È il miglior format possibile oggi, giocoforza. Ma non basta a rimpiazzare i defilé: al NYT mancano le vere fashion week. “Non avrei mai pensato di scrivere queste parole – riconosce Vanessa Friedman, fashion director del New York Times –. Sono tra quelli che si sono molto lamentati degli sprechi delle fashion week. Ma, in tutta onestà, ridatemi le sfilate”.

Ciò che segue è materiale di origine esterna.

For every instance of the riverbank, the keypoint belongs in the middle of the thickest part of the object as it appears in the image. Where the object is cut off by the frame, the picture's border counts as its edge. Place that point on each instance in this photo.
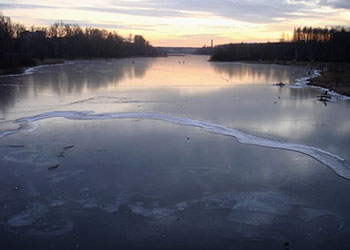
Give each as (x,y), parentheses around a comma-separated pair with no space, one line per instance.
(332,76)
(336,78)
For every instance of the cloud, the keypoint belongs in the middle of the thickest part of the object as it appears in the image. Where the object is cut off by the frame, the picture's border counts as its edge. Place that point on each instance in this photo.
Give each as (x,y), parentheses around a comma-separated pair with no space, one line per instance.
(253,11)
(342,4)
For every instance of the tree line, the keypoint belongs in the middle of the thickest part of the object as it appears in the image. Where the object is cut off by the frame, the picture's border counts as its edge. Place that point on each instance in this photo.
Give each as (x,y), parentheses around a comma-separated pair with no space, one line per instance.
(20,46)
(307,44)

Al NYT mancano le vere fashion week
“Dopo tre giorni seduta al tavolo da pranzo, guardando una sorta di Quibi (servizio streaming on demand, ndr) della moda, ho cominciato a interrogarmi”. Non basta la regia di Matteo Garrone per i contenuti multimediali di Dior. Né l’ingaggio di Carice van Houten, attrice consacrata da Game of Thrones, per rendere più interessante la presentazione di Iris van Harpen. Tantomeno il set della discoteca parigina Le Palace per dare smalto a Chanel. “Non risulta autentico – sostiene la giornalista –: è la copia di un’idea da un’altra disciplina creativa”. Al prodotto multimediale mancano alcuni requisiti essenziali in una fashion week: “Non c’è l’elettricità dell’evento dal vivo – continua –, con il suo sentimento condiviso di esperienza e rischio. C’è una specificità nel fashion show, il ritmo dell’ingresso e dell’uscita, il duetto tra il look e il corpo”.
Che cosa c’è da salvare
Chiaro, se le settimane della moda devono trovare una nuova identità digitale, non è per caso. È la risposta a una contingenza, quella determinata dalla pandemia di Coronavirus. Quello cui assistiamo non è uno show, bensì “una dichiarazione di intenti – afferma Friedmann –: siamo ancora qui”. Il ricorso al web, oltretutto, permette percorsi di democratizzazione. Il formato digitale rende accessibile a tutti uno spettacolo che prima era per pochi privilegiati: “Ed è una cosa buona”, chiosa la giornalista. Ma è un altro, con ogni probabilità, il punto forte degli show digitali. “Non mi sono limitata a curiosare sulle collezioni – dice a proposito di Giambattista Valli –, ma ho compreso la loro costruzione. In quel video si comprende davvero l’abito, non solo il mood”. Il discorso è riferito a Parigi, ma vale per tutti.